Arbeitscaps mit fluoreszierenden und reflektierenden Materialien sind entweder leuchtend gelb, orange oder rot und haben Reflektorstreifen. Sie sind Teil der Warnschutzkleidung zur Erhöhung der Sichtbarkeit und in der Folge der Sicherheit in bestimmten Berufen.

  • ein Stoßschutz

Ein Cap kann im Rahmen der Berufsbekleidung auch ein Teil der Schutzausrüstung sein und einen gewissen Stoßschutz bieten. Dafür verfügt die Schirmmütze über eine sogenannte Anstoßkappe als eingearbeitete stabile Kunststoffverstärkung. Sinnvoll ist sie in allen Bereichen, wo arbeitsrechtlich zwar keine Helmpflicht besteht, es jedoch ein erhöhtes Risiko gibt, sich an scharfkantigen Gegenständen zu stoßen. Nach DIN EN 812 zertifizierte Funktions-Caps gewährleisten neben dem Stoßdämpfungsvermögen zudem eine Durchdringungsfestigkeit. Im Vergleich zu einem Helm ist eine Anstoßkappe leichter und bietet einen höheren Tragekomfort.

  • ein Hygieneschutz

Da unter einer Schirmmütze auch die Haare verschwinden können, gewährleistet sie auch einen gewissen Hygieneschutz. In gastronomischen Bereichen (zum Beispiel in der Küche) kann sie daher eine gute Alternative zu einer Kochmütze oder einem Bandana sein.

  • ein Kälteschutz

Es gibt spezielle Wintermützen, bei denen die Anstoßkappen einen extra Kälteschutz für die Arbeit bei eisigen Temperaturen bieten. Zwar wird auch ein Cap ohne diese Kappe den Kopf bei Outdoor-Aktivitäten vor Kälte schützen, bei längerer Tätigkeit im Freien mag im Winter jedoch eine Arbeitsmütze, zum Beispiel in Form einer Strickmütze oder eines Beanies, die bessere Wahl sein.

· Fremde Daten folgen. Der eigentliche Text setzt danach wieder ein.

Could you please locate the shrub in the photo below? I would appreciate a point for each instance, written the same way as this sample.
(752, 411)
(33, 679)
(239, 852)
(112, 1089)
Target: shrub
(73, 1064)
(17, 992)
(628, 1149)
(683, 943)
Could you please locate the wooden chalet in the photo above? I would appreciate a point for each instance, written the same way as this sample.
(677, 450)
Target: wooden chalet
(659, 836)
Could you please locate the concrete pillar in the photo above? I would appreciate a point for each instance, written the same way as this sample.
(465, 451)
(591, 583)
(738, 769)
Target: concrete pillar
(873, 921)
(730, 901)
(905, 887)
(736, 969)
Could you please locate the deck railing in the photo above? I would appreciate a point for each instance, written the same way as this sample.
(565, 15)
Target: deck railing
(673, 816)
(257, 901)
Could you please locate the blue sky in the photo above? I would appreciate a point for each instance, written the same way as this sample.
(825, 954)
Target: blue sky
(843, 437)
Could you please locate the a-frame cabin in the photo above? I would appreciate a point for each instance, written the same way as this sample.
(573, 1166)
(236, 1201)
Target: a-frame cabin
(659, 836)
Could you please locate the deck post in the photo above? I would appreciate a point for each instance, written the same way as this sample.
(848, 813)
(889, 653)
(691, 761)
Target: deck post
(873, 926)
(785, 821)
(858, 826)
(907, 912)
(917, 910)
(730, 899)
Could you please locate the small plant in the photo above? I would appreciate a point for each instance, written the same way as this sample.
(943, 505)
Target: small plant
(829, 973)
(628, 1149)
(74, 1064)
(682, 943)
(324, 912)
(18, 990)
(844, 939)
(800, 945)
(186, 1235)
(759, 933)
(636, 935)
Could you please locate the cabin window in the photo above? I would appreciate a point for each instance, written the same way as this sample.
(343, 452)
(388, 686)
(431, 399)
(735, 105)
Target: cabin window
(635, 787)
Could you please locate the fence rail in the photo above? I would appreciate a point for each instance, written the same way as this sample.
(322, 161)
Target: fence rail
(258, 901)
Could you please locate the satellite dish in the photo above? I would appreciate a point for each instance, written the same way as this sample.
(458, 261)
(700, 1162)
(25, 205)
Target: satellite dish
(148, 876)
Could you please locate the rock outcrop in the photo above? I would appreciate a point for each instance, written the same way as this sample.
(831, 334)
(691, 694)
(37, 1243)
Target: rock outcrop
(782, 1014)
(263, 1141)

Welches Cap für welche Kopfform?

Selbst dann, wenn man ein Cap aus ganz praktischen Zwecken trägt beziehungsweise es für die Arbeit benötigt, spielt der optische Aspekt natürlich immer noch eine Rolle. Denn ein Cap ist immer auch ein modisches Accessoire, das bestenfalls gut aussehen sollte – nicht jedem steht jedoch jedes Cap. Zu berücksichtigen bei der Wahl ist vor allem die eigene Kopfform. Hier ein paar Tipps:

  • ovales Gesicht: Mit dieser „idealen“ Gesichtsform haben Sie die große Auswahl bei den Caps, da (fast) jedes gut an Ihnen gut aussieht. Wer ein sehr schmales Gesicht hat, sollte eher auf flache und weniger auf hohe Caps setzen. Der Kopf wirkt zudem breiter, wenn der Schirm nach hinten getragen wird.
  • herzförmiges Gesicht: Um den breiten Stirnbereich nicht noch wuchtiger erscheinen zu lassen, sollte das Arbeitscap nicht zu klein sein und nicht eng anliegen. Eine flache Krone ist vorteilhaft.
  • rundes Gesicht: Menschen mit einer runden Gesichtsform achten bei der Wahl des Caps darauf, dass dieses optisch streckt und über ein größeres Volumen verfügt. Das Cap kann auch gerne schräg getragen werden.
  • eckiges Gesicht: Bei einem eckigen Gesicht eignen sich Caps mit weichen Konturen, welche kantige Gesichtszüge abmildern. Gut aussehen können zudem wuchtigere Kopfbedeckungen sowie jene mit einem großen Schirm.

T-Shirts & Jeans: Wozu passen die Schirmmützen?

Grundsätzlich passen die Kappen optisch zu sportlichen und legeren Outfits, wie T-Shirts, Sweatshirts, Jeans und Sneakers, mit Sicherheit am besten. Sie können aber auch Teil der funktionalen Arbeitskleidung, zum Beispiel mit Overalls, Warnwesten, Arbeitshosen und Sicherheitsschuhen sein. Ein No-Go sind die Caps jedoch in allen formellen Bereichen. Wer daher eine Business-Garderobe mit Hemd oder Bluse und Anzug trägt, der sollte auf die Mütze lieber verzichten.